Our theme for the month of October is “This Day in History.”

Uh oh! It’s October 19th today, also known as Halloween Part One, and that means you’re at a real risk of being haunted. Look behind you—is there a ghost? It’s always good to be sure.

October 19th is one of the many days in history that can’t decide if they want to be known for the deeply serious or the silly. Listicles about This Day In History will inform you that the trial of Saddam Hussein began on October 19th in the same somber breath that they inform you of the momentous release of Cher’s hit song, “Believe.”

So, if you find yourself sensing a confusing energy from the ghosts in your life and you can’t quite figure out who’s behind it, pay close attention. You just may be haunted by a ghost that passed away on October 19th. Take a look around, and let’s check out the clues.

1. You’re at The Vatican.

This is probably not a super common location for you. Are you just passing through? On vacation, maybe? That’s cool, that’s cool. The Vatican probably gets lots of visitors this time of year, but only one is the ghost of Pope Urban III, who died on October 19th. Do Catholics believe in ghosts? If not, then the former pope had probably better stop haunting the place.

2. You’re asleep on a train.

Don’t worry—this ghost won’t wake you up in the middle of the night just to rattle your doorknob. He invented the sleeper train, after all, and he wants you to get a cozy night’s sleep. That’s right, it’s George Pullman! When you hear the whistle blow directly outside your window, that’s not the train whistle—it’s Pullman’s ghost, whistling almost inhumanly loudly, wishing you sweet dreams.

3. You’re on strike.

What happened? We were just on a peaceful train ride, and now you’re picketing? Oh, would you look at that—who should come strolling down the lane but…George Pullman? He’s here to fire everyone for attempting to strike, you say? Yikes, George! Thankfully, Pullman is a ghost, so he can’t pull that move off this time around, but I’m sure he’ll shake his fist nefariously at the sky about it.

4. You’re caught in a rainstorm.

If you find yourself trapped in a Waffle House because it’s raining too hard to go home just yet, think of Fujiwara Seika. This Neo-Confucian philosopher probably didn’t have access to a Waffle House, but he did get his travel plans foiled by bad weather. His Wikipedia page could have been twice as long, if only the storm hadn’t stopped him. But don’t worry; the weather did eventually improve, and he was able to continue his studies past the ripe old age of 35.

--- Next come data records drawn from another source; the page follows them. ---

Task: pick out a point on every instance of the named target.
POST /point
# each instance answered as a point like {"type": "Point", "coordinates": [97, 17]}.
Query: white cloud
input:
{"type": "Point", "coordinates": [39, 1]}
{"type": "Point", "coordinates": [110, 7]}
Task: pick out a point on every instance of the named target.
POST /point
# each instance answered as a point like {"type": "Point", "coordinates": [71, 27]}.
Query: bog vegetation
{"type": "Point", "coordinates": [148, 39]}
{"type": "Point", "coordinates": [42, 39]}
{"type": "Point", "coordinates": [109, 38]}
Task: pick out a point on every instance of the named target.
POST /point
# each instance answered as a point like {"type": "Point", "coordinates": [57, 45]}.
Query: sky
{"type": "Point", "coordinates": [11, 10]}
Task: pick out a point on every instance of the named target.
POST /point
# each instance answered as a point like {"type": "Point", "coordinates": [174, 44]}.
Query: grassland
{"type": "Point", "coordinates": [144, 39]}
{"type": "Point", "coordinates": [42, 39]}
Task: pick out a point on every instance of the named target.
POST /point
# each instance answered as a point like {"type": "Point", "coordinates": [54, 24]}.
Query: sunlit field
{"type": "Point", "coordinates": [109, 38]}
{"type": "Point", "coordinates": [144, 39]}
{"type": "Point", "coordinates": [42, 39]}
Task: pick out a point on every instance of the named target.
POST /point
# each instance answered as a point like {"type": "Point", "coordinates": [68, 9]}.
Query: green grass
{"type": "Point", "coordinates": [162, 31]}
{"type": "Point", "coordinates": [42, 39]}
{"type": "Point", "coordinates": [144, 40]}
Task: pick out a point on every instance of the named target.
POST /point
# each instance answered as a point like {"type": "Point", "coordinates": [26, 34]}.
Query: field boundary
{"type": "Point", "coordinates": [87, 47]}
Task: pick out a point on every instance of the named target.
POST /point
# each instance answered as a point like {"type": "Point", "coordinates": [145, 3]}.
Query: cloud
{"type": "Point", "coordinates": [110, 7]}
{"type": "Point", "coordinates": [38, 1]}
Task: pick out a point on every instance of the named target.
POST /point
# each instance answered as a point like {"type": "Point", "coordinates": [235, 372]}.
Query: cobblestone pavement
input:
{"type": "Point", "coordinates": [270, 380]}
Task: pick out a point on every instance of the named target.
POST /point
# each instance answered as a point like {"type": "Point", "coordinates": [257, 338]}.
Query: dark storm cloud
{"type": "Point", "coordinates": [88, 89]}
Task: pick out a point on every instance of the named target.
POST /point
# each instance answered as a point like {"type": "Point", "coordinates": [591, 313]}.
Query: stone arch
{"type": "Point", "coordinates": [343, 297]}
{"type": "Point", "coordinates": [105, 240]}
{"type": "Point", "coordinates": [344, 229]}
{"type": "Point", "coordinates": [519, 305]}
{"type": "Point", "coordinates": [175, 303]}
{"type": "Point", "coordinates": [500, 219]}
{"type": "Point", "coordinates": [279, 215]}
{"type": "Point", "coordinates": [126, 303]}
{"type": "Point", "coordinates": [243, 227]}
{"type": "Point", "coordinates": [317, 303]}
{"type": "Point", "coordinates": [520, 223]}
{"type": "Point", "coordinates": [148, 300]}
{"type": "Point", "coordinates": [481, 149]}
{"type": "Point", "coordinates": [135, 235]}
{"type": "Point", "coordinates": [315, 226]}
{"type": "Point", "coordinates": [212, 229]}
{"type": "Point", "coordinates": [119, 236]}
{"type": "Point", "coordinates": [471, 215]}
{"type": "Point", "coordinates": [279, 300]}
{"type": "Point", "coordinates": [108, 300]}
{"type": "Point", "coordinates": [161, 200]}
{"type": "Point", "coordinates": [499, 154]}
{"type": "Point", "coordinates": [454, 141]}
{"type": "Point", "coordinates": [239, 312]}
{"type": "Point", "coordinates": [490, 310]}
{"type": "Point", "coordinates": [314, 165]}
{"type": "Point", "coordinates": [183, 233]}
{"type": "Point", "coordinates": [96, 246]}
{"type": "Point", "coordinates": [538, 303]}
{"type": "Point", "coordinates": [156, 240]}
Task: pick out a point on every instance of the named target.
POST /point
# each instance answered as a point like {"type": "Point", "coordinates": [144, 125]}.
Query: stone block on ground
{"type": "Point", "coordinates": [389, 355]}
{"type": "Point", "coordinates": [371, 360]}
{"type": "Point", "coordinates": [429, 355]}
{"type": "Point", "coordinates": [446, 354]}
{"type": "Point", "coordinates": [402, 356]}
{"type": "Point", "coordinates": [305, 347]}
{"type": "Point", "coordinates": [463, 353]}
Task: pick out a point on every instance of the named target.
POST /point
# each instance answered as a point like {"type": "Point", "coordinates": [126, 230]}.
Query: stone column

5. You’re reading Pride and Prejudice.

Just kidding—if you’re reading a Jane Austen book, you are not at risk of being haunted because Jane Austen did not, in fact, die on October 19th, even if the internet did try to convince me of that fact. Why, this whole article was originally going to be about places one might haunt if one were Jane Austen’s ghost, but it had to be rewritten at the last minute. Can you tell?!

6. The Vatican, again?

Hey, the Vatican is cool and all, but maybe check out a different location. Francesco I de’ Medici also died on October 19th, but he’s much more likely to be found in Florence, so consider dragging yourself away from the Pope’s hometown for a while. 

If you think these locations are overly specific, and you were going to just tell me that you were strolling through a corn maze or frollicking in a pumpkin patch, you’ll have to take your complaints to the Bureau of October 19th. But be warned: they’ll only be taking your complaints until sundown, and then they’ve got a sleeper train to catch.


  1. Geneva Langeland

    I’m ready for Part 2, the Jane Austen haunting itinerary!

    • Hannah M

      The joke there was going to be that I actually have not read a single Jane Austen book, so my expertise is based on Vibes Alone (and the 5 hour long BBC P&P adaption). Chaos posts either way you look.